*SMILE*
=2=
来客を玄関まで送り自室に戻った時そこには誰もいなかった。寝室にも、寝乱れた寝台の中にも。この屋敷でクラヴィスが好む場所などあまりに在りすぎて咄嗟には思いつかない。それに彼は館のあるじであるジュリアスと違い、まさか…と思う場所にいたりする。例えば庭の裏手に僅かに並ぶ立木に凭れ、飽きもせずに空を眺めていた事もあり。そうかと思えば書斎の隅にある古びた椅子が気に入ったと休みの午後を二人してそこで過ごしたこともあった。

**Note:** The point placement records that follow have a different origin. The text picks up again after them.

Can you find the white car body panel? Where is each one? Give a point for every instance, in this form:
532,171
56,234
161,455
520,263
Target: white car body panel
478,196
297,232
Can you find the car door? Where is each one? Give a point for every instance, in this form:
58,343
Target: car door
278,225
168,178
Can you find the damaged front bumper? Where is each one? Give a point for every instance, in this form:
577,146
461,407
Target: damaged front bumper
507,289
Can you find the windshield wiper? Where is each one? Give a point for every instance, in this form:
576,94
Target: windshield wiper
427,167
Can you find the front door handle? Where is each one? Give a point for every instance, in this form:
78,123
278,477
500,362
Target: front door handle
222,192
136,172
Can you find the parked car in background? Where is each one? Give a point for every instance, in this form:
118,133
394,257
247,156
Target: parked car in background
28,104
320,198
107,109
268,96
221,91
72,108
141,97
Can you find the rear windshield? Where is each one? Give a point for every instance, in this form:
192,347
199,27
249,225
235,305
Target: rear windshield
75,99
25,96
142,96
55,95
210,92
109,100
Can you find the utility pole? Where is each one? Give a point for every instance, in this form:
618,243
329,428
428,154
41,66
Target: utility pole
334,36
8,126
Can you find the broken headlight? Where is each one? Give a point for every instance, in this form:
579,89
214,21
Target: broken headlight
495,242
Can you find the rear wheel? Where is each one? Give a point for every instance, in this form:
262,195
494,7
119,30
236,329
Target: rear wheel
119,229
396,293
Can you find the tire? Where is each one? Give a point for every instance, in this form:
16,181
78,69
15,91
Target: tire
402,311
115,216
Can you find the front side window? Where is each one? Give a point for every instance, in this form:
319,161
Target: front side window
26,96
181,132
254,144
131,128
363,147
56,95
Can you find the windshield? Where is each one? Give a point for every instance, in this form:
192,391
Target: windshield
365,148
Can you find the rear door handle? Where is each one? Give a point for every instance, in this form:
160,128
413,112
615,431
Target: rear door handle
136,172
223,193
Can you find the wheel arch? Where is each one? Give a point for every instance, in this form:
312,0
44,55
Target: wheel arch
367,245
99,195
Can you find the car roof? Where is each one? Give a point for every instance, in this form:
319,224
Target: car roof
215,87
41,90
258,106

今日はどこなのだろうとジュリアスは私邸のあちこちを頭に描きながら、とりあえず居間にむかった。居間の表に張り出したテラスで中庭を見る姿がふと浮かんだからである。しかし其処にも思う姿はない。ただテーブルの上に彼の使うカップが一つ置かれているだけであった。いったい何処にいるのかと踵を返し部屋を出ていこうとした時、ノックの音が響き厳かに執事が現れこう言った。

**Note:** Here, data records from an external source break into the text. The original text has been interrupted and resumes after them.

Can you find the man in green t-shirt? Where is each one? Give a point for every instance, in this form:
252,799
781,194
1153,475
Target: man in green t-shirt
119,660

「クラヴィス様はさきほどお屋敷にお戻りになられました。」
---屋敷に帰った?---
「それはいつ頃のことか?」
「お客様がお帰りになる三十分ほど前のことでございます。」
---待ちくたびれたのか…---
「何か言づては?」
「特には承っておりません。」
---やはり臍を曲げたか---
昨夜のクラヴィスの横顔がちらと脳裏を掠めた。
「分かった。」
そう言い置くとジュリアスは居間を後にし、自室に戻って着替えを始める。
---馬で行こう---
来客を迎えるため纏っていた正絹の衣装から乗馬服へと手際よく着替えてゆく。袖口のボタンをとめながら、ジュリアスは口元に小さな笑みを刻んだ。いつまで待っても戻って来ない自分に呆れて、不機嫌そうに屋敷に戻って行ったクラヴィスの姿を想像し、きっと顔を合わせるなり皮肉の一つや二つを投げられるに違いないと思ったからである。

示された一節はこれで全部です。